> Hell if I know why they use fcntl() for locks, and don't even give
> you the option to block.

I think because they need to detect dead locks. BTW, I believe in case
of dead lock even busy_handler will not be called, just SQLITE_BUSY is
returned...

>    I think we are a long way from me screwing around with sqlite's
> source. What I'm trying for is a solution with my own source code.

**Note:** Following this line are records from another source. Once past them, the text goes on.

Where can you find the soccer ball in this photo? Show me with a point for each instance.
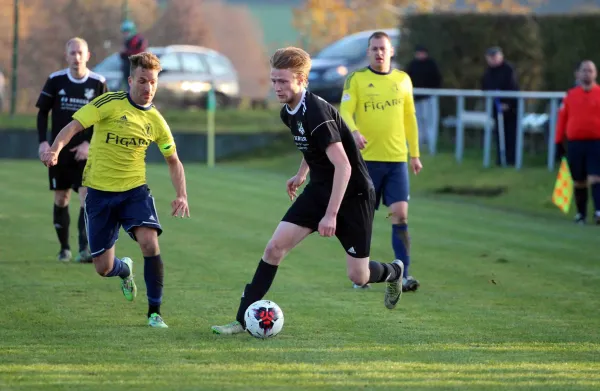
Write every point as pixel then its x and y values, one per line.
pixel 264 319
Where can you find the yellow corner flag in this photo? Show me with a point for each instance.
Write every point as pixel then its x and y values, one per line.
pixel 563 188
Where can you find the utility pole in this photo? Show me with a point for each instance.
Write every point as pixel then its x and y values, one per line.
pixel 13 95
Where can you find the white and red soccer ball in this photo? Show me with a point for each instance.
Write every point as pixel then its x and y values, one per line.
pixel 264 319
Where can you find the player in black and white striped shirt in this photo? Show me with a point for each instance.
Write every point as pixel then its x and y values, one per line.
pixel 65 92
pixel 339 199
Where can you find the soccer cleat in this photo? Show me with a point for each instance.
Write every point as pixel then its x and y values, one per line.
pixel 393 289
pixel 127 284
pixel 228 329
pixel 84 257
pixel 409 284
pixel 64 255
pixel 155 320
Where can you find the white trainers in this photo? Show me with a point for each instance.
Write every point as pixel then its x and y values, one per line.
pixel 228 329
pixel 393 289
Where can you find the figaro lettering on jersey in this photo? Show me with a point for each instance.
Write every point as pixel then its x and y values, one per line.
pixel 167 149
pixel 113 138
pixel 381 105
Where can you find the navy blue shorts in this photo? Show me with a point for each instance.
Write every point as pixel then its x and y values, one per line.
pixel 390 181
pixel 584 158
pixel 106 212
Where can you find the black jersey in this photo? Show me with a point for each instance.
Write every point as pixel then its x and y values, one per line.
pixel 315 124
pixel 64 95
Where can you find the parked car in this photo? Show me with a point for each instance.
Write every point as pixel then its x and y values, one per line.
pixel 187 74
pixel 332 64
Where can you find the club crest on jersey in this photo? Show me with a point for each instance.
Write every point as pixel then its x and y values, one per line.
pixel 89 93
pixel 300 128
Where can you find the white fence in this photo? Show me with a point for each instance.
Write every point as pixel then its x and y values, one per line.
pixel 461 115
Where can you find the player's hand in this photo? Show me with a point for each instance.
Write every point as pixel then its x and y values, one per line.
pixel 327 226
pixel 415 165
pixel 50 158
pixel 293 184
pixel 81 151
pixel 44 147
pixel 359 139
pixel 180 208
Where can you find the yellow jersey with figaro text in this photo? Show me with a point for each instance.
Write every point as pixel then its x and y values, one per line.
pixel 123 131
pixel 381 107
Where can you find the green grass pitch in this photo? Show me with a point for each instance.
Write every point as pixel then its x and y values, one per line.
pixel 508 301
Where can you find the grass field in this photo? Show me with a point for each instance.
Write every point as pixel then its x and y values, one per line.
pixel 509 301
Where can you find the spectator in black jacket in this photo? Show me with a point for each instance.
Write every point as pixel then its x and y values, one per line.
pixel 501 76
pixel 424 73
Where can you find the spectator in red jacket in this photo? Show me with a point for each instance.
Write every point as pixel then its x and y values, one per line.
pixel 134 43
pixel 579 127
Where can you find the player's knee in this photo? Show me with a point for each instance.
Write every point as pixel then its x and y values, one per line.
pixel 358 277
pixel 102 268
pixel 149 247
pixel 400 217
pixel 274 252
pixel 147 238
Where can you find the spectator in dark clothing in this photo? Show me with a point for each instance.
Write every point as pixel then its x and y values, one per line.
pixel 424 73
pixel 500 76
pixel 134 43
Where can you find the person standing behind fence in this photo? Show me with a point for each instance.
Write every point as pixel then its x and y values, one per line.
pixel 424 73
pixel 134 43
pixel 501 76
pixel 579 126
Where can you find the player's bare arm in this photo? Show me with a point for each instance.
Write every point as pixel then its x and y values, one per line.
pixel 341 177
pixel 42 124
pixel 50 157
pixel 294 183
pixel 179 206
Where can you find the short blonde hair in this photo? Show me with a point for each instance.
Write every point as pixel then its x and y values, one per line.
pixel 144 60
pixel 293 59
pixel 78 40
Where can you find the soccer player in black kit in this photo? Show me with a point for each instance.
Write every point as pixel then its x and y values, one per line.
pixel 338 200
pixel 65 92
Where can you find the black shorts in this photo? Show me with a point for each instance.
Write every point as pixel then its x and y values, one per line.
pixel 354 224
pixel 584 158
pixel 68 173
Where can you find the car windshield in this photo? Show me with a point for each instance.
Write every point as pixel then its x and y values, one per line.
pixel 348 48
pixel 112 63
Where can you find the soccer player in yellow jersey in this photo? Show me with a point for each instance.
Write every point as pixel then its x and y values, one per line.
pixel 377 104
pixel 115 174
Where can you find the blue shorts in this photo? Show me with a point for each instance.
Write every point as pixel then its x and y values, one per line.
pixel 390 181
pixel 584 158
pixel 106 212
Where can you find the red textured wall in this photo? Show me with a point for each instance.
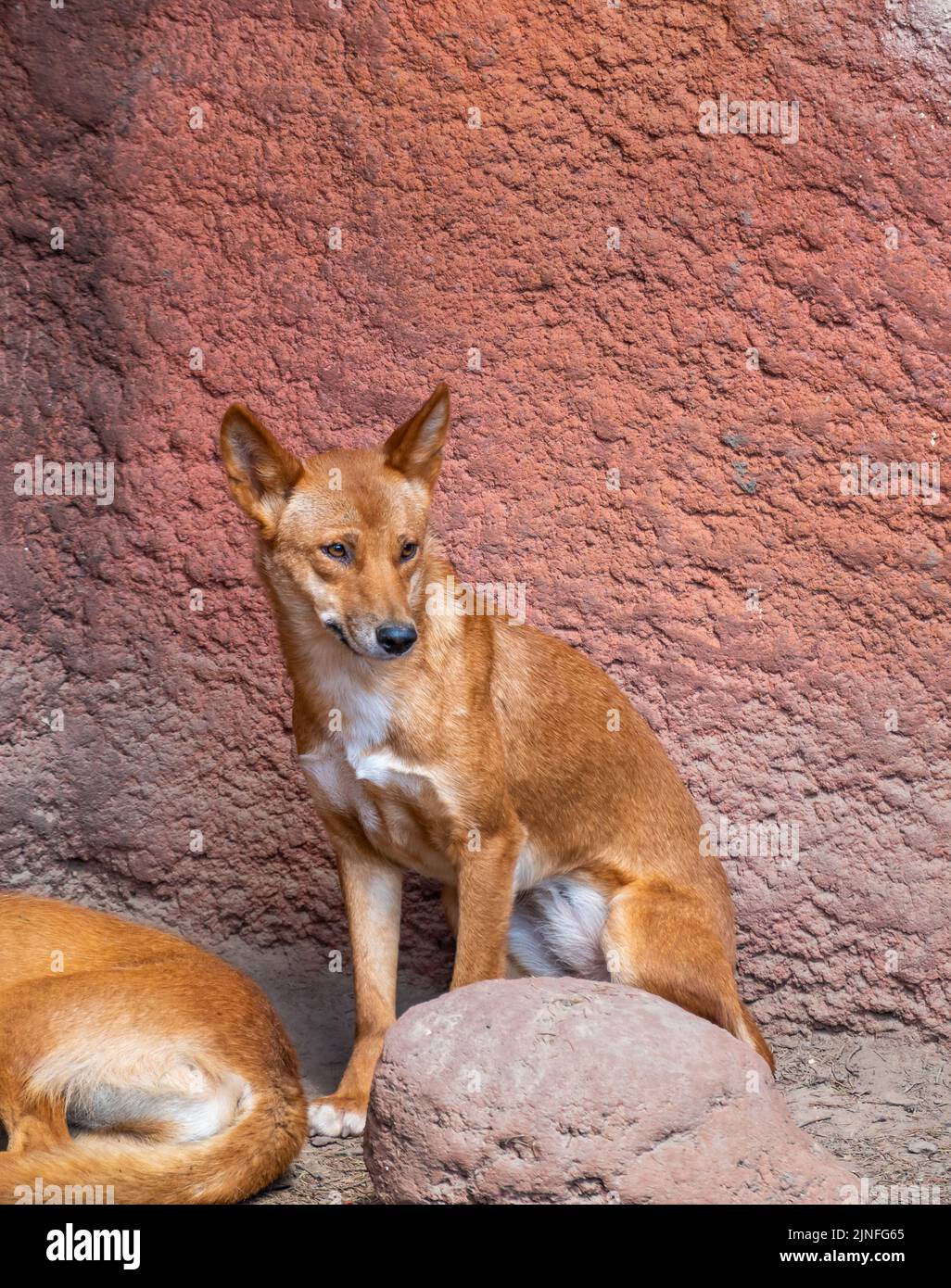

Then neither flock() nor fcntl() will not help you. Your own code have
control only over the busy handler which gains control only when
database is locked. And it should understand somehow when other
process not calling any busy handlers unlocks database... And I
believe there's no solution here any better than simple
sleep-and-retry.

Pavel

On Fri, Sep 18, 2009 at 1:47 PM, Angus March <an...@uducat.com> wrote:
> Pavel Ivanov wrote:
>>>    The kernel grants them: http://www.manpagez.com/man/2/flock . Or I
>>> might use fcntl().
>>>
>>
>> That's why I've asked what is different here from what SQLite already
>> does because SQLite uses fcntl() on database file already. You can try
>>
>
>    Then it must use fcntl() with F_SETLK which doesn't block. If it
> used F_SETLKW then it would block, and I guess I wouldn't be in this
> mess. Hell if I know why they use fcntl() for locks, and don't even give
> you the option to block.
>
>> to change it to flock() of course but be aware that SQLite needs more
>> lock grades than flock() provides.
>>
>    I think we are a long way from me screwing around with sqlite's
> source. What I'm trying for is a solution with my own source code.